La pintora se alongó al mar, que siempre estuvo ahí, con sus caminos y explicaciones, para hacer lo que no había hecho antes; esto es: "entender cuanto se ve" y enseñar las humildes claves de la belleza, "esa inutilidad tan necesaria para el espíritu". En su espléndida madurez -fusión de talento, sabiduría adquirida con el trabajo y la luminosa rebeldía que, como su sombra, la acompaña siempre- Lola del Castillo abrió en la Fundación CajaCanarias, con el título de Hijas de la luna, la exposición número cuarenta de sus individuales que, como es habitual, se presenta como una poderosa y dulcísima sorpresa.

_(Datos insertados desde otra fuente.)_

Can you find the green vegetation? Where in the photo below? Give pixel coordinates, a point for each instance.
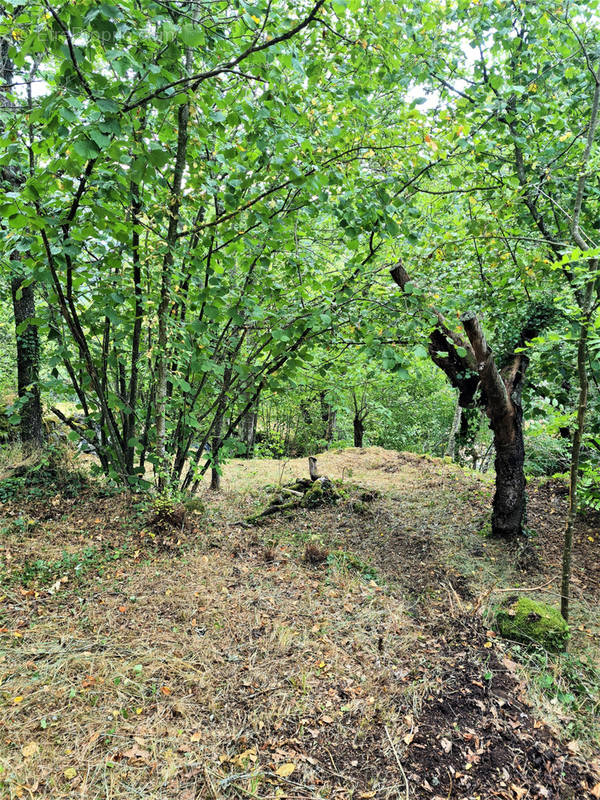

Para la nueva aventura, la artista lagunera tomó la realidad por asalto, construyó una obra cotidiana y colosal y la dotó de un frontispicio brillante que provoca nuestra gozosa complicidad. "Y acaso toda el alma de una isla, más que obsesión de rocas a pie firme, sea un brote de mar encadenado", apuntó Pedro García Cabrera; y Álvaro Marcos Arvelo metió en su valioso prefacio la quintaesencia de un empeño ejemplar: "Descifrar las mil formas en las que el agua se hace cuerpo, comprender su hondura, sus ritmos, su última piel crepitando antes de regresar al origen, al silencio de los charcos".

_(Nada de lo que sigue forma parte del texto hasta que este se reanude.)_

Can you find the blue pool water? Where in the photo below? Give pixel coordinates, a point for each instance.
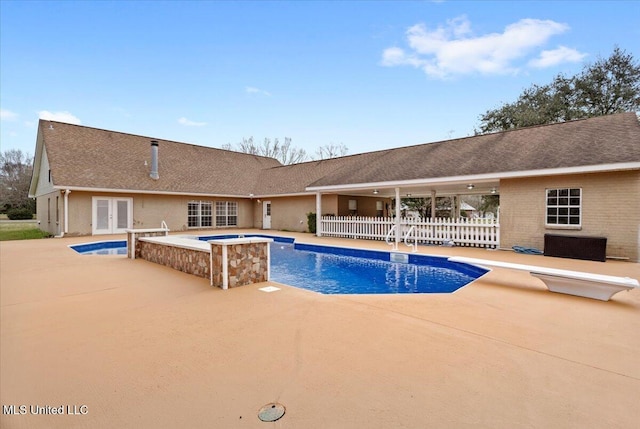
(332, 270)
(113, 247)
(337, 270)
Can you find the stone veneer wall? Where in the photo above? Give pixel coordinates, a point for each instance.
(247, 263)
(187, 260)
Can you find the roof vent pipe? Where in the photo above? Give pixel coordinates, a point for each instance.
(154, 160)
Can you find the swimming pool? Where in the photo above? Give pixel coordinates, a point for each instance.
(341, 270)
(111, 247)
(331, 270)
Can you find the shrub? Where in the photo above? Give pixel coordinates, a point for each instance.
(311, 222)
(19, 214)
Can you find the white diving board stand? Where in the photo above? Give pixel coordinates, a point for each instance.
(596, 286)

Porque siempre estuvo ahí, Lola del Castillo lo trató con la lealtad que se merece; oscuro y familiar como los sueños, con el silencio blanco de la espuma que espera perpetuarse en el callao, cuando la inmensidad recuerda a la playa mínima que la posee, porque comparten memoria y latido. Así pues, sin espejos para los dos azules ni trucos para las distancias; sin horizontes donde cielo y mar se piden paso mutuamente; nada de marinas domadas ni nadie para distraer las emociones que no sean hijas de la luna.

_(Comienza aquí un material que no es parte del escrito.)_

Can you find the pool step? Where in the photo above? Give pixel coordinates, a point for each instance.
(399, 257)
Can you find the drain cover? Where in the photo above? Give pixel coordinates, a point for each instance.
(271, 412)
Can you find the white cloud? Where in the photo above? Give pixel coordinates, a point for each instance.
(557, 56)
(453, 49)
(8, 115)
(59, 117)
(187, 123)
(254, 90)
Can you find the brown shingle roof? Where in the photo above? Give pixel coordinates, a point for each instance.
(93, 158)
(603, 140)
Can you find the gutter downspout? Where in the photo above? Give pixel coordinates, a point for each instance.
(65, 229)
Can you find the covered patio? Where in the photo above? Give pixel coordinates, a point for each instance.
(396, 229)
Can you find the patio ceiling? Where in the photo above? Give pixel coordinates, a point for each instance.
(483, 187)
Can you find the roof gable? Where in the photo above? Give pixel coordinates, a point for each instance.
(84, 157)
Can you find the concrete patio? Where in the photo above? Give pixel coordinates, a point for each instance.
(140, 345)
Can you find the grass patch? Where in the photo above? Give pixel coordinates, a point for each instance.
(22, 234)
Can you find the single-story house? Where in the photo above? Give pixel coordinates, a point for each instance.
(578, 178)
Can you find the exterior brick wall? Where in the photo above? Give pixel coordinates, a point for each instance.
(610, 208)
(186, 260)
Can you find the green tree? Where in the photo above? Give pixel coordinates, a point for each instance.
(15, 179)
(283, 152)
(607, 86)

Salimos a la plaza del Adelantado con el olor y el salitre en el rostro, la arena en los dedos; con el eco de los sonidos anchos, el vaivén de las grandes corrientes y la intimidad de las suaves mareas que conviven en las orillas; redondeados como los basaltos, agrupados como las algas en los jardines de Valery; mullidos como los musgos en los que Morales descubrió a los compañeros de infancia; colonizados como las blancas varandas que desnudan los primeros óxidos, como los norayes que cuentan viejos asuntos, las boyas alineadas que alientan esperanzas y la patera desencuadernada que evoca el fin de un sueño roto. Grande Lola.